Balaam announces that God will bless and multiply Israel – a prediction about King David and the son of David. So we have an amazing account of a non-believer prophesying a blessing upon Israel.
The account also tells the extraordinary story of the talking ass who refuses to advance when he sees an angel in his path. After Balaam beats the ass for refusing to move, the ass finally tells him why he is not moving! (Those who question whether this took place forget that animals can be possessed by evil spirits and good spirits. The serpent in the Garden of Eden and Jesus sending demons into the pigs are two biblical examples.) The message is clear: the animal has more sense than Balaam!
It is a sad story because of the sequel. Balaam finally realized how to obtain money from the kings of Ammon and Moab. He told them to forget about cursing but instead to send some of their pretty girls into the camp to seduce the Israelites. As this was prohibited by the law, most of the illicit sex took place outside the camp. But one man, Zimri, had the affront to bring a girl to the very door of the tabernacle.
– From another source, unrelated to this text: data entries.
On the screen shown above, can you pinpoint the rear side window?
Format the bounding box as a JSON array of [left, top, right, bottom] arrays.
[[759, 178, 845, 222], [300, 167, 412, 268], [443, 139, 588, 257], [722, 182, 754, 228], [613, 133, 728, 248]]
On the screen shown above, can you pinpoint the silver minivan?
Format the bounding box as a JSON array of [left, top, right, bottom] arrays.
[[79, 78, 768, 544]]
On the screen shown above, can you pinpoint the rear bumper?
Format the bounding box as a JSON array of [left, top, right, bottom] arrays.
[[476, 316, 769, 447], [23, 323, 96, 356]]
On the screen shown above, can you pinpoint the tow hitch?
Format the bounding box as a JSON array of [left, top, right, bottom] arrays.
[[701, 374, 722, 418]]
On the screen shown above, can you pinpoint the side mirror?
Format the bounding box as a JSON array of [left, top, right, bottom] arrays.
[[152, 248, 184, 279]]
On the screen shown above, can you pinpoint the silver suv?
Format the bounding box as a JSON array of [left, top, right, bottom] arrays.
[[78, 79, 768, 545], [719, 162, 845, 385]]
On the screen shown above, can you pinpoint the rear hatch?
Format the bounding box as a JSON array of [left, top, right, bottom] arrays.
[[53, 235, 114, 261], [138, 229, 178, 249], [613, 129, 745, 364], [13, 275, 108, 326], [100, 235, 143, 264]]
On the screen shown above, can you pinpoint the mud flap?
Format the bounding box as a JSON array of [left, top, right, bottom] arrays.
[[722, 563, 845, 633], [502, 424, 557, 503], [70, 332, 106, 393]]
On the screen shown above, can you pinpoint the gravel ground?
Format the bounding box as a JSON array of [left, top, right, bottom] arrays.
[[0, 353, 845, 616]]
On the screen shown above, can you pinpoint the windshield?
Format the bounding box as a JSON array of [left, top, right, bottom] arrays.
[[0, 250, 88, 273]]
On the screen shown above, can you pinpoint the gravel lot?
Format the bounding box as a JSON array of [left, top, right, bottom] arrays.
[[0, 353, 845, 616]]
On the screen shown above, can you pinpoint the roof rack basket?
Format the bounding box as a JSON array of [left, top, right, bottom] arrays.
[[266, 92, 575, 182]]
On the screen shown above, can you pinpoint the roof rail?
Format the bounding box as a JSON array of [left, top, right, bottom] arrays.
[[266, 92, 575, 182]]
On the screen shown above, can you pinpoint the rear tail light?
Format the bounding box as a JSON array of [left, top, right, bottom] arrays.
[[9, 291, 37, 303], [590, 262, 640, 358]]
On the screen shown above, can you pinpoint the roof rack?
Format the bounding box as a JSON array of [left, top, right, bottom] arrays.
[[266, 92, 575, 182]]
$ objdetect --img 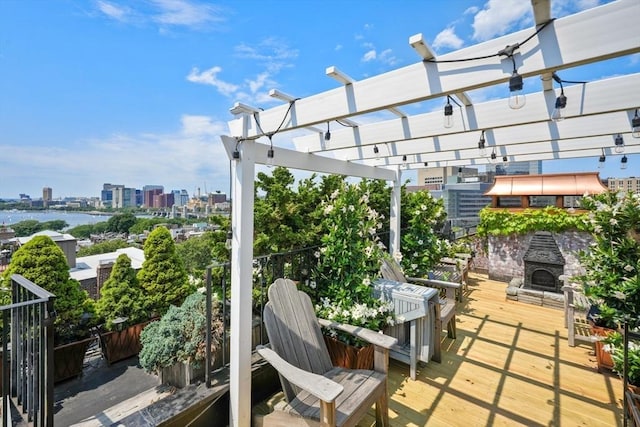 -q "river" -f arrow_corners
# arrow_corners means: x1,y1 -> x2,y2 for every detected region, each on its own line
0,210 -> 110,227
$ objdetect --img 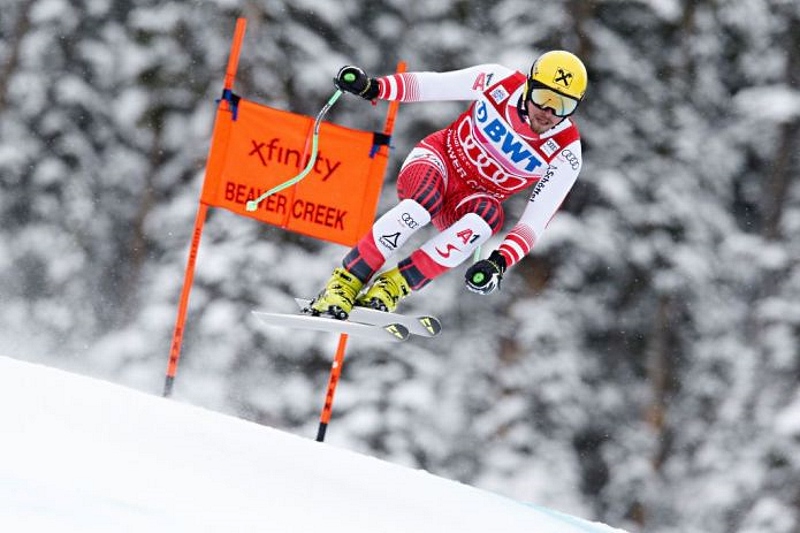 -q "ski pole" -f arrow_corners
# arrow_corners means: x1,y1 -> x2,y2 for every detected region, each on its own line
245,89 -> 343,211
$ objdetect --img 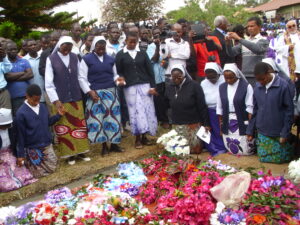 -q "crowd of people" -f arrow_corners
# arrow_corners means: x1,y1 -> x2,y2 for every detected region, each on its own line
0,16 -> 300,191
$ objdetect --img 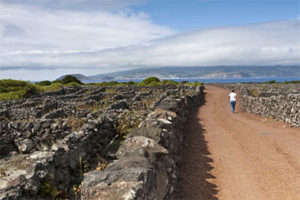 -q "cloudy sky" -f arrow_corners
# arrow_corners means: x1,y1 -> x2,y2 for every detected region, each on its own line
0,0 -> 300,80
Seeing this awful act, a man named Phinehas pinned the couple to the ground with a spear. Thereafter he was given a perpetual priesthood for himself and his family. He was the only man to defend God’s house against what was happening in God’s sight. The judgement may seem harsh, but remember that the Israelites were heading for the Promised Land. One of the worst features they would find there would be immorality. There were fertility goddesses, occult statues and phallic symbols, and all kinds of licentious behavior. They needed to realize that such things were abominations before God.